Su Raitre sabato 8 giugno 2024 un documentario di grande attualità diretto da Michele Cinque: la storia dell’imbarcazione tedesca che ha salvato la vita a migliaia di persone 

Per tutta l’estate, in seconda serata su Raitre, ogni sabato va in onda il ciclo “Mai visti prima”, prime visioni del cinema italiano d’autore contemporaneo. Dal Nord al Sud, dal dramma alla commedia, al fantasy, un’offerta delle tendenze cinematografiche e delle nuove narrazioni della società contemporanea, espressioni dell’eclettica vivacità dei nostri autori. Film coprodotti da Rai Cinema usciti in sala, che aspettano di essere riscoperti dal pubblico del piccolo schermo.

Sabato 8 giugno alle 0.30 è la volta del docufilm Iuventa di Michele Cinque.

Diciotti, Aquarius, Iuventa, navi civili e militari, volontari e professionisti: per anni questi nomi e situazioni hanno costituito il pane quotidiano di giornali e Tg. La questione migranti è un’urgenza di fronte alla quale non si può girare la testa dall’altra parte. Invece, le esigenze della politica fanno spesso a pugni col senso di umanità che in questi casi dovrebbe essere anteposto a qualsiasi altra considerazione. C’è comunque chi di fronte a tutto ciò non se ne è stato con le mani in mano. Sono i ragazzi della Ong tedesca Jugend Rettet che nel 2016 hanno attivato un crowdfunding per comprare un vecchio peschereccio, poi rinominato Iuventa, con il quale hanno tratto in salvo oltre quindicimila esseri umani. Il 2 agosto 2017, però, la loro missione è stata bloccata col sequestro della nave a Lampedusa. Sequestro poi confermato da una sentenza della Cassazione.

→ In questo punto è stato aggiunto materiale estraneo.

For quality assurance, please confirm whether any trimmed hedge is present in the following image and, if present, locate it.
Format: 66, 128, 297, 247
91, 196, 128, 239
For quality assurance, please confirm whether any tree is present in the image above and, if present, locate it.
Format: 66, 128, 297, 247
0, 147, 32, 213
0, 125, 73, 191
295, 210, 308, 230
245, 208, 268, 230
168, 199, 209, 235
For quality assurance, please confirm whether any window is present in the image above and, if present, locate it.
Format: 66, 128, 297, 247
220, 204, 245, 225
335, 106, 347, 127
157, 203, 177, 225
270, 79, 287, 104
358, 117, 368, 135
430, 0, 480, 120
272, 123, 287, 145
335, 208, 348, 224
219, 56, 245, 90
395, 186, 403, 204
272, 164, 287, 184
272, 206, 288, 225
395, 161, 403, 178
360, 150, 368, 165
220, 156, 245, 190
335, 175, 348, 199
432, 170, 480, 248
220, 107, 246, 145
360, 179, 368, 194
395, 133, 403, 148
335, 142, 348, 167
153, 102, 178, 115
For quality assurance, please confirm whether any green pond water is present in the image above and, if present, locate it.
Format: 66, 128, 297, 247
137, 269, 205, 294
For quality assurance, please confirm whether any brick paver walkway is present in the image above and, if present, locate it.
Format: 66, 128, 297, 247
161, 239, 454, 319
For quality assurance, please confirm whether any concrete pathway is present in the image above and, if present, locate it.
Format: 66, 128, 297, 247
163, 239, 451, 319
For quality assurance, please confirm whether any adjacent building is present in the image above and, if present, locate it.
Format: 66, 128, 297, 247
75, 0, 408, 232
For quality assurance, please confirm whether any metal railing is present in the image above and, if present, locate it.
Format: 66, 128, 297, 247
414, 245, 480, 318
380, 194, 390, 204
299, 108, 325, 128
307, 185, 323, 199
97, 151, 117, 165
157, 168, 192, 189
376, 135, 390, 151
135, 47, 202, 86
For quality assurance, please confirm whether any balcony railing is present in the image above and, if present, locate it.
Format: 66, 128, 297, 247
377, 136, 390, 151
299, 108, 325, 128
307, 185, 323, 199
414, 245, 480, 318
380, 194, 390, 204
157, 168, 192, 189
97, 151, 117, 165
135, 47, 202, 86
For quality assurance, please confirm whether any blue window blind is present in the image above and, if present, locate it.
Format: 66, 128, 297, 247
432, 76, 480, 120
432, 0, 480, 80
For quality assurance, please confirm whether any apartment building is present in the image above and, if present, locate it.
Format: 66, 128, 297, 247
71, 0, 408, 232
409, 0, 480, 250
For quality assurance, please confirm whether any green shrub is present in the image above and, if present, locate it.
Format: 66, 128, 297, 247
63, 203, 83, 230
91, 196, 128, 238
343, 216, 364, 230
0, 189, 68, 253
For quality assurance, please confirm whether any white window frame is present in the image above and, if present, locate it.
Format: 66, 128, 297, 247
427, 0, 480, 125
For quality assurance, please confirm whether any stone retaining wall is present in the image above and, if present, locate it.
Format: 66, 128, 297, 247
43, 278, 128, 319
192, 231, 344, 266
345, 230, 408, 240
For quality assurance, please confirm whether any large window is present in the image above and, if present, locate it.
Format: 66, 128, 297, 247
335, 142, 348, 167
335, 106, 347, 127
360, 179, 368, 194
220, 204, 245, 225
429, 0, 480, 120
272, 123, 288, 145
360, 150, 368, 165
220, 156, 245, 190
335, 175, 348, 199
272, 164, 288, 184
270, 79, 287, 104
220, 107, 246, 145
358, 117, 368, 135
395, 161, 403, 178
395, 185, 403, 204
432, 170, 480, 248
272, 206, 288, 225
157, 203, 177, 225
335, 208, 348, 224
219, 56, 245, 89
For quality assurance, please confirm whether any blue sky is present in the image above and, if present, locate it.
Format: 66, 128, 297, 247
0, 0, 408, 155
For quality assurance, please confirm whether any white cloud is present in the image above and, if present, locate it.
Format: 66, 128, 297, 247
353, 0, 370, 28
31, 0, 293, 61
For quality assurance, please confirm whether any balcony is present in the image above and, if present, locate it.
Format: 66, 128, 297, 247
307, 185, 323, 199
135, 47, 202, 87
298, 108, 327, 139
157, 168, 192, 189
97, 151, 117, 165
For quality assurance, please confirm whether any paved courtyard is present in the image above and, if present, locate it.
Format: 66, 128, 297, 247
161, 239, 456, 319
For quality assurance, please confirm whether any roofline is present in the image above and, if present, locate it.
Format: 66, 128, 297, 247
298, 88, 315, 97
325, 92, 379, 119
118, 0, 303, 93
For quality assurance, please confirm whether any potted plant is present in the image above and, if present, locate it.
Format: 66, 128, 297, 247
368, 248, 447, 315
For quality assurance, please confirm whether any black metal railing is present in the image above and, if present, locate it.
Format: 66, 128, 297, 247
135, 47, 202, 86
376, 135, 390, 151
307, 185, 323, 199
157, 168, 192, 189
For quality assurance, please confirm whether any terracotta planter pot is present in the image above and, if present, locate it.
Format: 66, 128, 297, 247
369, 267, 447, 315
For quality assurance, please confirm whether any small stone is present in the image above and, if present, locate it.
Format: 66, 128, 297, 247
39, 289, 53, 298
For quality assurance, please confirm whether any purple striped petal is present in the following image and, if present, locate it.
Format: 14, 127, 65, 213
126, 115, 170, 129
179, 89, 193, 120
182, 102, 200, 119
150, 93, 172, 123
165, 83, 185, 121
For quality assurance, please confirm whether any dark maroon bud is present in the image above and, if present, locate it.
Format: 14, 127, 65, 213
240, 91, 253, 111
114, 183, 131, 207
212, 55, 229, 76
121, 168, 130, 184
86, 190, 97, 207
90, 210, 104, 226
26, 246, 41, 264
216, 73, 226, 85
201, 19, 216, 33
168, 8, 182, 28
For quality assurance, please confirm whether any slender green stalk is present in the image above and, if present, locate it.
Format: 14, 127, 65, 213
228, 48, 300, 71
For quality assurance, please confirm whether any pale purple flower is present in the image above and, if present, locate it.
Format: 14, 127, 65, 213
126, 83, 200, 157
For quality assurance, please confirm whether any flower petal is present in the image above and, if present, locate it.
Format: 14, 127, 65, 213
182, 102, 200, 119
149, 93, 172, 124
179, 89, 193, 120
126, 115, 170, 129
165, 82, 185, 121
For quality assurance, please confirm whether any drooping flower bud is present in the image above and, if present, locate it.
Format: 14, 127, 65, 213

La storia della Iuventa è raccontata nell’omonimo film di Michele Cinque, che ha seguito per oltre un anno l’avventura dei giovani della Jugend Rettet. «Sono stato colpito da questa storia percependo subito la sua importanza sia da un punto di vista simbolico che reale», racconta il regista, «erano già presenti tutti gli elementi chiave: la giovane età dei protagonisti, lo slancio utopico che li aveva spinti a lanciarsi in questa impresa, il desiderio di cambiare il mondo e una grande forza di volontà che, come era prevedibile, li avrebbe portati a un certo punto a scontrarsi con la durezza della realtà».

Il documentario attraversa la vita sulla barca, le speranze e i timori dei ragazzi della Ong, il ritrovamento dei barconi, i drammatici salvataggi, l’incontro con la morte. Ma il film non si ferma alla vita in mare, segue i ragazzi della Jugend Rettet prima a Berlino poi in Croazia, in Sicilia e a Malta, per investigare e raccontare il gesto utopico di questi ragazzi europei, le loro idee e i loro sogni e le profonde istanze che li hanno motivati fino al drammatico scontro con la realtà.

Iuventa, per la giovane età dei protagonisti, è una sorta di racconto di formazione: il trovarsi davanti all’orrore della tragedia che si consuma quotidianamente nel Mediterraneo e la graduale presa di coscienza della complessità dei problemi socio-politici connessi al grande tema della migrazione portano i giovani protagonisti a mettere in dubbio il senso dell’intero progetto e, in qualche modo, alla perdita dell’innocenza.